I have additional needs and a disability and was overprotected til I was in my twenties and had a very tough time "growing up".

Maybe your dc2 will be better than your dc1 this time.

Also, people who love what they do often do better because they work at it.

I have a speech impediment and am visually impaired, but can speak 7 languages. Yes, my hearing helped with getting accent right, but I couldn't read Vietnamese til last year because I didn't have a smartphone with a large type dictionary or newspapers.

Agh - it's only on mn that it post too early

Unless your DS1 is desperate to do the sport. I have the same with ds2 & ds3. Ds2 is very talented on one area, ds3 has always assumed that he is worse than ds2 at everything generally so I have always steered ds3 into different activities. They both swim, but other activities are different. He needs some things that are his.

RhondaJean Sun 16-Feb-14 12:02:17

Look on it this way.

You aren't asking ds1 to do something for ds2 you are teaching him important life lessons in not being boastful and respecting others ability. By refusing him an opportunity though you ARE asking him to give up something for his brother and that way lies resentment.

Ill come back when I've worked out how to explain your attitude to ds2.

How many activities do your sons have? Ds3 started a new sport recently - ds2 wanted to as well. I said no because he already does loads on Saturdays (when the lessons are). I also didn't want him overshadowing ds3, but it is true that he doesn't need yet another activity.

LoopyDoopyDoo Sun 16-Feb-14 12:04:33

Could a third sport be an option?

whois Sun 16-Feb-14 12:05:45

I really don't see the problem with saying "no DC1, this is DC2's 'thing' and it's nice to have some activities apart"

All the posters saying DC2 needs to get used to disappointment, what about DC1? Sounds like he's the one who might need to understand a little more than his little brother about life not being easy.

Leave it 6 months or so and if DC1 is still really keen to compete then you can reassess because at the moment it just seems like he wants to do It because his brother is.

MomentOfTruth Sun 16-Feb-14 12:07:56

Oh dear I didn't think I was that negative about dc2. But yes his difficulties are certainly a big concern for me and have been a focus for me.
When you gave a child who doesn't have any friends, struggles to even say hello to the ones he knows and blows up (at home) so often that your focus is on avoiding his db to be hit again then yes the focus is on the difficulties rather than achievements. sad

And yes to 'how am I going to tell dc1&2 about it?' That was one if the reasons for me to start this thread.

SingMoreWhenYoureWinning Sun 16-Feb-14 12:12:40

I honestly can't think of a way you could explain it tbh.

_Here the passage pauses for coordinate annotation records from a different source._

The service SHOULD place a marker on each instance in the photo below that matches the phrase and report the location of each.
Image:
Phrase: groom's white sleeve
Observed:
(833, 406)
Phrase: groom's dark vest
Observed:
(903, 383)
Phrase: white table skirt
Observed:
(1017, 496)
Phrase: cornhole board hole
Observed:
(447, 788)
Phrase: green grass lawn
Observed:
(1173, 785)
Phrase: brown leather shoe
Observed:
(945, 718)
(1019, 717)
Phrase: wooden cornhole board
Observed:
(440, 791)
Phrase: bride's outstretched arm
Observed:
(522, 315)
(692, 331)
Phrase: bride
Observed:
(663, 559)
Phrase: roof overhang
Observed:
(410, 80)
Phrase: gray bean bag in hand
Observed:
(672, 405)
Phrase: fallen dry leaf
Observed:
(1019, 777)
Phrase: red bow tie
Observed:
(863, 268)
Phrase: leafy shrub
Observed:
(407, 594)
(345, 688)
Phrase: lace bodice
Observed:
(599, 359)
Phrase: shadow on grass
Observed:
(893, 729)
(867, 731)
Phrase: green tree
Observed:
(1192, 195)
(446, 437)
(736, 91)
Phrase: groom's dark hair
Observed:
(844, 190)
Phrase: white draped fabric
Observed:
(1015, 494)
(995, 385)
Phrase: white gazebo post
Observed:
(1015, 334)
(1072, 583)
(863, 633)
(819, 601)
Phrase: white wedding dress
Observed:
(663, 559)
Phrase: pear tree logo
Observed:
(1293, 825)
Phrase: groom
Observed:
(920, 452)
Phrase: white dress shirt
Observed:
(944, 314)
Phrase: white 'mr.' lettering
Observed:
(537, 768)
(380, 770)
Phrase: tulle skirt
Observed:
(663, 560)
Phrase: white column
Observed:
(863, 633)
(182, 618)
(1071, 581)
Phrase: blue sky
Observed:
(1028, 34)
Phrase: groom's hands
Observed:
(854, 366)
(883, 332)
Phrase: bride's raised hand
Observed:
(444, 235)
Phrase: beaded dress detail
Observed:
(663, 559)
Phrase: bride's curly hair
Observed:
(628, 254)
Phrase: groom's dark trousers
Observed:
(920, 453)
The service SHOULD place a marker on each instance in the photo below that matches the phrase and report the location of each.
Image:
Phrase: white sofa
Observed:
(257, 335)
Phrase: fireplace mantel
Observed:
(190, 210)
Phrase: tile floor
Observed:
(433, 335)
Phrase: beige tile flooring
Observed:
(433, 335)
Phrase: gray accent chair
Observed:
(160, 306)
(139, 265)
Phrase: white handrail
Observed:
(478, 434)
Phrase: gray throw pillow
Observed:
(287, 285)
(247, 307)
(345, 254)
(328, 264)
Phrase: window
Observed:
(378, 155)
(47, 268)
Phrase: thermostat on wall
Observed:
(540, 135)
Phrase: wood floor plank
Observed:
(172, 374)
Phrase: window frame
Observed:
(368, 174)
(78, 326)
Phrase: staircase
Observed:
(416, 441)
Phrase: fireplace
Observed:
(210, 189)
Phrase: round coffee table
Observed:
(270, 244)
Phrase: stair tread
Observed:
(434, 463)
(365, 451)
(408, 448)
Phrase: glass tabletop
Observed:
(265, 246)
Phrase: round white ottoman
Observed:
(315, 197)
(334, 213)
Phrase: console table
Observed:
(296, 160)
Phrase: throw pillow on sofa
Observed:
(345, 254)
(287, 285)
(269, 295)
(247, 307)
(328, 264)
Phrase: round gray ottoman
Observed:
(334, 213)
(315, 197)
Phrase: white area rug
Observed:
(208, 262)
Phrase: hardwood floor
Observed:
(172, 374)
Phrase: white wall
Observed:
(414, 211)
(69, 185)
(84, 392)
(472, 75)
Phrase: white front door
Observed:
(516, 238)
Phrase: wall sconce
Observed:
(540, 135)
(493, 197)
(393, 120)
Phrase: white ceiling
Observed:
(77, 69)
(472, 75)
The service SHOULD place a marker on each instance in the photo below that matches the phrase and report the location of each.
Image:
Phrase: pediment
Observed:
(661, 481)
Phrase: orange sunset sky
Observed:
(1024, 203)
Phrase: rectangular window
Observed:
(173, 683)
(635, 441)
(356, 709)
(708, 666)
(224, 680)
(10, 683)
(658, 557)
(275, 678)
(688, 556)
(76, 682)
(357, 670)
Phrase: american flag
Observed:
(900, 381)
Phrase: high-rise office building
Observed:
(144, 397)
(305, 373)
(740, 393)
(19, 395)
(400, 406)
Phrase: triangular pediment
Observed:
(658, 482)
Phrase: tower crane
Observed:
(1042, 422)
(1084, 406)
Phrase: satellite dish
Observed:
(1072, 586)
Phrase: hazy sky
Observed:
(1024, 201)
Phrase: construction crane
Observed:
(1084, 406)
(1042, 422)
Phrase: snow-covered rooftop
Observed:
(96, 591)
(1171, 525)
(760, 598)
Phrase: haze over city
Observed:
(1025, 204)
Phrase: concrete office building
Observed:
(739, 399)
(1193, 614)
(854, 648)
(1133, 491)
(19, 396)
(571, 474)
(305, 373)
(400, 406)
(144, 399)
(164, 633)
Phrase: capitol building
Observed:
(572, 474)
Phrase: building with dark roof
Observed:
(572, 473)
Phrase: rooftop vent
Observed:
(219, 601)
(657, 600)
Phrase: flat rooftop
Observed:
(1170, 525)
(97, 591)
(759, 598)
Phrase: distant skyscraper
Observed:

If it were my two, I could probably find a way of fobbing them off...a 10 and 8 year old? No way.

I don't want to make things more difficult, but I really do think you'd be opening a can of worms by refusing ds1 if this is the only reason. The likely side effects are ds1 feeling resentful and jealous of the little brother who's getting the special treatment and ds2 feeling embarrassed that he's being treated like a child.

RhondaJean Sun 16-Feb-14 12:12:55

Negative is a harsh word - I couldn't think of a better one - your concern comes through hugely, don't feel bad it's a difficult one!

whois Sun 16-Feb-14 12:14:47

I honestly can't think of a way you could explain it tbh

You just say it's nice for everyone to have something they do on their own. Point out DC1 does x y and z and this is the only thing that DC2 has to call his own. Tell DC1 if he is still really keen to do it in 6 months you might reconsider.

Or lie and say DC1 has enough activities on.

Hodorsbitch Sun 16-Feb-14 12:17:49

YANBU. This happened to me as a child. I was the older, more academic one and my sister didn't enjoy school as much and suffered from being in my shadow academically and in PE. She was brilliant at gymnastics and I started to take an interest.

My mother very gently said wouldn't it be nice if that was my sister's thing as I had so many other areas. I really didn't mind and think it taught me to think more widely about my actions. My sister totally thrived on it and I've never regretted it for a moment.